Inguza Technology AB

technology, analysis and solutions

URL canonicalization

One vital part of Search Engine Optimization is to ensure that there is just one link to the same information page.

This is harder to achieve than most people think. Consider a normal html page with the following URL:

/somelink/index.html

This one can actually be accessed using three different URLs.

http://somehost/somelink/index.html
http://somehost//somelink
http://somehost/somelink/

If the site have encryption (https) then the page can be accessed through three more

https://somehost/somelink/index.html
https://somehost//somelink
https://somehost/somelink/

There are several techniques to avoid this.

Meta tag

The most important technique is to make sure the page have one canonical URL mentioned the header.
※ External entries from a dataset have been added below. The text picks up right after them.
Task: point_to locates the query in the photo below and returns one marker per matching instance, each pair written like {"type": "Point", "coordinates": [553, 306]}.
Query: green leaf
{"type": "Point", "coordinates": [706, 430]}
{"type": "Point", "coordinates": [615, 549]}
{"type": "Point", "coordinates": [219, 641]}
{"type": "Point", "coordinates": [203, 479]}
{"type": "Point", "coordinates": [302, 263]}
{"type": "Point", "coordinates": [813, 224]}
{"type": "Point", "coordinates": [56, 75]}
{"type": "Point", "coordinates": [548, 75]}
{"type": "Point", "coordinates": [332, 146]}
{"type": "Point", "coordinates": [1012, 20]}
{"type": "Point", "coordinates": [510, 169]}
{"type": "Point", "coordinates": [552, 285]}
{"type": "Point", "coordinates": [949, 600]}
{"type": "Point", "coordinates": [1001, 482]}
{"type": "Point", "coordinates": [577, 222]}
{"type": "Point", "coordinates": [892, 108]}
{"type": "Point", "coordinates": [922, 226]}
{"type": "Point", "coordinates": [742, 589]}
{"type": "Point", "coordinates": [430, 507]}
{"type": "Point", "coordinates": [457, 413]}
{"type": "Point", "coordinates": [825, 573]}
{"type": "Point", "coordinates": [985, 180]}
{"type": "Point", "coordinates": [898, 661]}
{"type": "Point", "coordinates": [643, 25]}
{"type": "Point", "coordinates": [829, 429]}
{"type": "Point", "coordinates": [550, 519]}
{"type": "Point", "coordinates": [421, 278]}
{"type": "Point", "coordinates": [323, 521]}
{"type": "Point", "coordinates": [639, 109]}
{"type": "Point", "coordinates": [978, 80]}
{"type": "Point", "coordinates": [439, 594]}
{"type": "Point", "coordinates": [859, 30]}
The HTML syntax is like this:

<html>
...
<meta http-equiv="Content-Type" content="text/html; charset=utf-8" />
...
  <link rel="canonical" href="http://somehost/somelink/" /> ...

URL rewriting

Redirect index.html to /

Using apache mod_rewrite you do it like this:

alternative 1

RewriteRule ^(.*)/index.html? $1/ [R=301,L]

alternative 2

#RewriteCond %{REQUEST_URI} ^/(.*)/index.htm$
#RewriteRule ^/.*/index.htm %1/ [R=301,L]

Redirect somelink to somelink/

Using apache mod_rewrite you do it like this:
RewriteCond %{REQUEST_URI} ^((?:.*/)?[^/\.]+)$
RewriteRule ^.*$ %1/ [L,R=301]